This homework assignment is intended as an opportunity to practice working with n-grams, computing word-pair correlations, and visualizing co-occurrences via a graph structure.

In order to complete this assignment you’ll need to load the following libraries into an R Markdown document or an R Script: tidyverse, tidytext, widyr, igraph, ggraph.


This week let’s work with text from presidential speeches, which you can find available here. I’ve chosen several speeches given by Donald Trump between January and February 2020, including the following:

You can feel free to explore others. When you click on the data source from the main page, make sure you collect the link to the raw text file (you can get there using the icon/button on the right of the page which looks like a document with the symbols >_ on it).

  1. Open a new R script or R Markdown file (your choice), and load the following libraries: tidyverse, tidytext, widyr, igraph, and ggraph.
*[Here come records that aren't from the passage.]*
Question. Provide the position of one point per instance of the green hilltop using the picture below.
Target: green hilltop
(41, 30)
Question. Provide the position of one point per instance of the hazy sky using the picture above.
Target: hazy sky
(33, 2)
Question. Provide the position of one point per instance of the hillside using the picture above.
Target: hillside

  2. We’ll read in the data from the Trump speeches:

    soleimani <- read_delim("https://code.librehq.com/kfogel/presidential-speeches/-/raw/main/data/2020-01-03-remarks-killing-qasem-soleimani.txt", 
                            delim = "\n", 
                            col_names = "text", 
                            skip = 1)
    marchLife <- read_delim("https://code.librehq.com/kfogel/presidential-speeches/-/raw/main/data/2020-01-24-speech-march-life.txt", 
                            delim = "\n", 
                            col_names = "text", 
                            skip = 1)
    SoU_20 <- read_delim("https://code.librehq.com/kfogel/presidential-speeches/-/raw/main/data/2020-02-04-state-union-address.txt", 
                         delim = "\n", 
                         col_names = "text", 
                         skip = 1)
    acquittal <- read_delim("https://code.librehq.com/kfogel/presidential-speeches/-/raw/main/data/2020-02-06-remarks-after-his-acquittal.txt", 
                            delim = "\n", 
                            col_names = "text", 
                            skip = 1)

    Note that the delim = "\n" argument says that delimeters here are “newlines”, col_names = "text" says that we want our sole column to be called text, and skip = 1 denotes that we would like to skip the first line, which reads “President: Donald Trump” in all cases.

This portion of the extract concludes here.